上面的代码也不复杂，顺着我的注释看就行了。不过在读取 ActivityClientRecord 的 Fields 的名字的时候貌似他使用成了 ActiivtyThread 的 Class，应该使用 ActivityClientRecord 才对，不过那个地方写错了也不影响最终结果。这个问题我提交了一个PR，希望能够被 Merge 吧。😂

泄漏对象占用的内存计算，这部分代码我就不贴源码了，简单说说吧，每个 Instance 都有专门的4个字节来描述当前实例的大小，这也就是所谓的 ShallowSize，然后从这个对象出发它的一个引用树（如果有多个节点都引用了这个节点，谁到达 GCRoot 的距离近就算谁的节点）中的所有节点占用 ShallowSize 和就是 RetainedSize。

裁剪引用树的代码比较有意思，它是基于 Trie 树（中文翻译成字典树）来裁剪的，如果不知道 Trie 可以点点前面的链接。
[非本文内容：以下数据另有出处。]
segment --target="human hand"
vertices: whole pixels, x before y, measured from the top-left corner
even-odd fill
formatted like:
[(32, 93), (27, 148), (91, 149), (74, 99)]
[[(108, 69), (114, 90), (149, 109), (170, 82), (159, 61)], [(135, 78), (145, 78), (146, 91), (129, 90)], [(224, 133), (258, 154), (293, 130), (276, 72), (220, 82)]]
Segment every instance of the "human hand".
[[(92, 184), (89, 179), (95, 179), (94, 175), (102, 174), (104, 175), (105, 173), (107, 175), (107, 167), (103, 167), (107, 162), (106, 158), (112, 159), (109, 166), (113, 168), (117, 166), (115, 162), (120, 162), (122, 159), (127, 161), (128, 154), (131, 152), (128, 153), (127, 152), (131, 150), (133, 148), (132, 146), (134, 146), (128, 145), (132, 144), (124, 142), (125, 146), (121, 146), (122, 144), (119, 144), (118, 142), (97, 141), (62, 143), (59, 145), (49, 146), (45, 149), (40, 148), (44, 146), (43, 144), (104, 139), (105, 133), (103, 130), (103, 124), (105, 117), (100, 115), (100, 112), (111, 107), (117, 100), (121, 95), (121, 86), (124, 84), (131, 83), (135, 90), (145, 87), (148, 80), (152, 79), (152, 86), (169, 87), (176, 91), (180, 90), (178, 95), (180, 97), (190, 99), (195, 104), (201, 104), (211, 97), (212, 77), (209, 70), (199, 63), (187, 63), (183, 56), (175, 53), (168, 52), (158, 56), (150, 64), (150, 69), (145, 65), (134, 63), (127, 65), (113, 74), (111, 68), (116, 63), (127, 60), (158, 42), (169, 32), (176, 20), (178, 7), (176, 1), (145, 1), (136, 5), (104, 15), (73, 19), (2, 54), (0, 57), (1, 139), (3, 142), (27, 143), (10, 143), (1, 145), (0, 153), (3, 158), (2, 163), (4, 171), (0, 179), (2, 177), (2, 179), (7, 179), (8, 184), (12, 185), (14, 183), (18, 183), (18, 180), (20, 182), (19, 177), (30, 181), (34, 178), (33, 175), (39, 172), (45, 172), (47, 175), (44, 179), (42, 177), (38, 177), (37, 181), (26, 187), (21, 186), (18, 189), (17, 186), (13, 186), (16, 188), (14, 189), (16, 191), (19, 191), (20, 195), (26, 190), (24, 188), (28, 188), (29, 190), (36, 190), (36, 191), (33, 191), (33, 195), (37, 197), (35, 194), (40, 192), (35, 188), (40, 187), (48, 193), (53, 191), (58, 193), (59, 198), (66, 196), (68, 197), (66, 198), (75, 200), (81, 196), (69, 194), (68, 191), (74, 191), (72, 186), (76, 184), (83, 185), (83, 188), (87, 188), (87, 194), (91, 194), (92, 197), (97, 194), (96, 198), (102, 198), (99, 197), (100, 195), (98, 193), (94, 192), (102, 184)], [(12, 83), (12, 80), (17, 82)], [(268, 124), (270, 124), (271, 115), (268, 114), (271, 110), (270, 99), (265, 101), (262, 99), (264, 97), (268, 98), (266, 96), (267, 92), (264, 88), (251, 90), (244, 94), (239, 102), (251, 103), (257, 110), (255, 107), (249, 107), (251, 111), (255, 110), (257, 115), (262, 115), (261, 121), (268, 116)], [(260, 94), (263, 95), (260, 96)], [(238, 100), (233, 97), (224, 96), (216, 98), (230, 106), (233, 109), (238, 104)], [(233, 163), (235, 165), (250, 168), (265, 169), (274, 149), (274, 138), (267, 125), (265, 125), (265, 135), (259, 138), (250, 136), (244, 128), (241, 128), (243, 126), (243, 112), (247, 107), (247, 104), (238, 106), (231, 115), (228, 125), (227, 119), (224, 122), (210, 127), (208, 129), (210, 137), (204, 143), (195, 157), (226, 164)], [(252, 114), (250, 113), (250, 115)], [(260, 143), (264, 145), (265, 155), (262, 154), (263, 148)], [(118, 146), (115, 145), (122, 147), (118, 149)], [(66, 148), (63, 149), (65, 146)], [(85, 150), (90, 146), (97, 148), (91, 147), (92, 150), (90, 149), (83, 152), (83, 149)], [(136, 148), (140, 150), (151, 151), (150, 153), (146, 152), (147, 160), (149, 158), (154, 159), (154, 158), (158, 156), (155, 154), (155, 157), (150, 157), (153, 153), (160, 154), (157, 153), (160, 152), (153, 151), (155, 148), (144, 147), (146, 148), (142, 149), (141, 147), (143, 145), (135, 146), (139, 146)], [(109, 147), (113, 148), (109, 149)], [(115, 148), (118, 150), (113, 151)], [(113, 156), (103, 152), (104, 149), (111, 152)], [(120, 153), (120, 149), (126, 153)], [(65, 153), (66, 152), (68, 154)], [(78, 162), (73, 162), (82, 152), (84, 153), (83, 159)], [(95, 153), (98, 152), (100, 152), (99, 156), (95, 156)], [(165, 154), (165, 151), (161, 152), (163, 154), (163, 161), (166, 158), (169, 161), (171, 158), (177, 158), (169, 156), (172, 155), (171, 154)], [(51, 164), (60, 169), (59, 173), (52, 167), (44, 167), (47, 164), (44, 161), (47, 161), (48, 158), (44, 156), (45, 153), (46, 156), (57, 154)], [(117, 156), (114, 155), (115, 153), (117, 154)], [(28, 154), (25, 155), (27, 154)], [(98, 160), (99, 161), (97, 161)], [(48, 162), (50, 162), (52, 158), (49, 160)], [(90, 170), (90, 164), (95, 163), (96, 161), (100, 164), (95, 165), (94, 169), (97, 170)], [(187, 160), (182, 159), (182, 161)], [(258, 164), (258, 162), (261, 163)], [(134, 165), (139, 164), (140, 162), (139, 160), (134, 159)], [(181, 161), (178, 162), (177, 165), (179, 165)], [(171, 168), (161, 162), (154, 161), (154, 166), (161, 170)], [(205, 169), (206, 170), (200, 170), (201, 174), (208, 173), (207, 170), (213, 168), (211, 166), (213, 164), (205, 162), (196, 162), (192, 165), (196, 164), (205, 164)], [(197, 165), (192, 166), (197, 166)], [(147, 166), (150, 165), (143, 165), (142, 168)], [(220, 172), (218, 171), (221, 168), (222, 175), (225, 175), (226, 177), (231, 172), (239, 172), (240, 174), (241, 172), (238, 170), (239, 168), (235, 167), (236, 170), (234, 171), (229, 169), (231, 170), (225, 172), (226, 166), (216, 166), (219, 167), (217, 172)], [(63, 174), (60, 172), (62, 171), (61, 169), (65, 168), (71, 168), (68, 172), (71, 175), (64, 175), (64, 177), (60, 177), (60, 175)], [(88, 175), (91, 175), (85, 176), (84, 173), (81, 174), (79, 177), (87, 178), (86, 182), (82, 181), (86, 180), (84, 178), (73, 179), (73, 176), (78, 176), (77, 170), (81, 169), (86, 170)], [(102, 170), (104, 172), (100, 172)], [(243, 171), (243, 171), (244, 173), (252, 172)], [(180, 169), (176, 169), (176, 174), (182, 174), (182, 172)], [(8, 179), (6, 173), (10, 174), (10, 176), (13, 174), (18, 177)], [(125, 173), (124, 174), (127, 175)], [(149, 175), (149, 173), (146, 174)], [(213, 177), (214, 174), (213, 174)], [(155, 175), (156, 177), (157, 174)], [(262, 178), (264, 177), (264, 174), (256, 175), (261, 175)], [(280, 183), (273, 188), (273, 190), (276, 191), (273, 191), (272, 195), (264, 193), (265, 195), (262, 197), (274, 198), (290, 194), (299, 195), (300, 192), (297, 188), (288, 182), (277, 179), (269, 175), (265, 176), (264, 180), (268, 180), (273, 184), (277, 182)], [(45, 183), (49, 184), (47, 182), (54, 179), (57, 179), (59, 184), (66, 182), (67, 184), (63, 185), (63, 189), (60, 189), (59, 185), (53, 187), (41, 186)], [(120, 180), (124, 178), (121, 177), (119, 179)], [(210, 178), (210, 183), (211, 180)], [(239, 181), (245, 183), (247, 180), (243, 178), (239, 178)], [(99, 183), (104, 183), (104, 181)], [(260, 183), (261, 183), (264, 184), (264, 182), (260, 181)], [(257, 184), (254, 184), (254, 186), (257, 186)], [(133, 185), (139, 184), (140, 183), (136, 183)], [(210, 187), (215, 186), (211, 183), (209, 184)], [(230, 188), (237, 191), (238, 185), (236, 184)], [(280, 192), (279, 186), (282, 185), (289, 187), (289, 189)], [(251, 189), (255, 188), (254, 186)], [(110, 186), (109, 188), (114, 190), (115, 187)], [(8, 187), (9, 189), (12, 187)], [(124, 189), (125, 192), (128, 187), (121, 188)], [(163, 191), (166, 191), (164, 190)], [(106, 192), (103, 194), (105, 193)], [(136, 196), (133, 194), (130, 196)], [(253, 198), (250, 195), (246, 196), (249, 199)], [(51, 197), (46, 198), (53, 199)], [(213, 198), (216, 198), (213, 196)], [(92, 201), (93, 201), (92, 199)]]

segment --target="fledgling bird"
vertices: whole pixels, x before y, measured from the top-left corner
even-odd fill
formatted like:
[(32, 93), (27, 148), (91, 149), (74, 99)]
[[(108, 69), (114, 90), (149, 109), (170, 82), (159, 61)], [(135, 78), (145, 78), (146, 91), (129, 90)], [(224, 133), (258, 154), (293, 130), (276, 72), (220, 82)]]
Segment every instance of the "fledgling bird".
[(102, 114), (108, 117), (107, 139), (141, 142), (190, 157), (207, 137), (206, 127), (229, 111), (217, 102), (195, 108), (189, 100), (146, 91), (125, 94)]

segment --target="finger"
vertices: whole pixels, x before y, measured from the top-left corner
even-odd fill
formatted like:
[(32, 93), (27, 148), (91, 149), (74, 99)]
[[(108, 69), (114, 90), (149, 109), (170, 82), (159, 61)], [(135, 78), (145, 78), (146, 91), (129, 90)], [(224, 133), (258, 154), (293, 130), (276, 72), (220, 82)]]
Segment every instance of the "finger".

来看看裁剪引用树的代码：

internal sealed class TrieNode {
  abstract val objectId: Long

  class ParentNode(override val objectId: Long) : TrieNode() {
    val children = mutableMapOf<Long, TrieNode>()
    override fun toString(): String {
      return "ParentNode(objectId=$objectId, children=$children)"
    }
  }

  class LeafNode(
    override val objectId: Long,
    val pathNode: ReferencePathNode
  ) : TrieNode()
}

// 裁剪树的入口方法
private fun deduplicateShortestPaths(
  // 前面的代码找到的泄漏的对象到达 GCRoot 的路径，但是一个对象可能有多条到达 GCRoot 的路径，我们只需要保存一条最近到达 GCRoot 的路径
  inputPathResults: List<ReferencePathNode>
): List<ShortestPath> {
  val rootTrieNode = ParentNode(0)
  
  // 遍历所有的输入路径
  inputPathResults.forEach { pathNode ->
    // Go through the linked list of nodes and build the reverse list of instances from
    // root to leaking.
    // 遍历单条路径的节点，path 中是由 GCRoot 到泄漏对象的的 ID
    // leakNode 遍历完成后就是 GCRoot
    val path = mutableListOf<Long>()
    var leakNode: ReferencePathNode = pathNode
    while (leakNode is ChildNode) {
      path.add(0, leakNode.objectId)
      leakNode = leakNode.parent
    }
    path.add(0, leakNode.objectId)
    // 更新字典树
    updateTrie(pathNode, path, 0, rootTrieNode)
  }

  val outputPathResults = mutableListOf<ReferencePathNode>()
  // 当字典树更新完成后，就完成了对 GCRoot 的裁剪，只需要获取每个叶子结点到 Root 的路径就是泄漏对象到 GCRoot 的最短路径
  findResultsInTrie(rootTrieNode, outputPathResults)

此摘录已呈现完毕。